Abbott Labs Settles Depakote Lawsuits for $1.6B

By Stephanie Rabiner, Esq. on May 09, 2012 | Last updated on March 21, 2019

Pharmaceutical giant Abbott Laboratories has agreed to pay the government a total of $1.6 billion to settle claims that it illegally promoted off-label uses of its drug, Depakote. As part of the Abbott settlement, the company will pay a $700 million criminal fine and will plead guilty to one misdemeanor, The Washington Post reports.

The agreement marks the end of a four-year investigation into Abbott's marketing practices. Whistleblowers accused the company of marketing Depakote to doctors for schizophrenia, autism and dementia even though it is only approved to treat epilepsy, migraines and bipolar disorder.

Though doctors can prescribe medication for unapproved uses, such uses cannot be marketed or promoted by pharmaceutical companies. Abbott is said to have engaged in this practice on an extreme level.

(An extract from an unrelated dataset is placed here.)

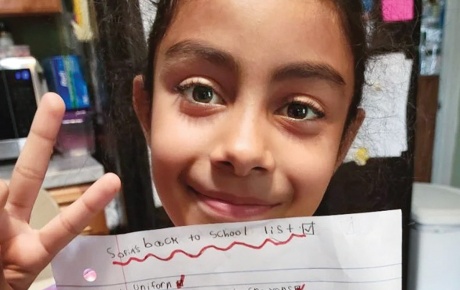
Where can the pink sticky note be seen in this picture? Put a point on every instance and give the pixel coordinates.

The most egregious of Abbott's actions involved elderly patients, according to associate attorney general Tony West. The company admitted that it trained salespersons to market Depakote to nursing homes as a way to subdue elderly patients suffering from dementia. They also provided doctors with illegal kickbacks, notes the Los Angeles Times.

Abbott's sales force continued to engage in this behavior even after its own clinical trials showed that such patients often suffer from drowsiness, dehydration and anorexia, the Post reports.

However, these patients and their families will not be taking part in the Abbott settlement. Instead, the monies will be distributed amongst the states that filed Medicare and Medicaid fraud claims. Causing doctors to prescribe and then bill the government for unnecessary, and perhaps unsafe, medication is technically fraud.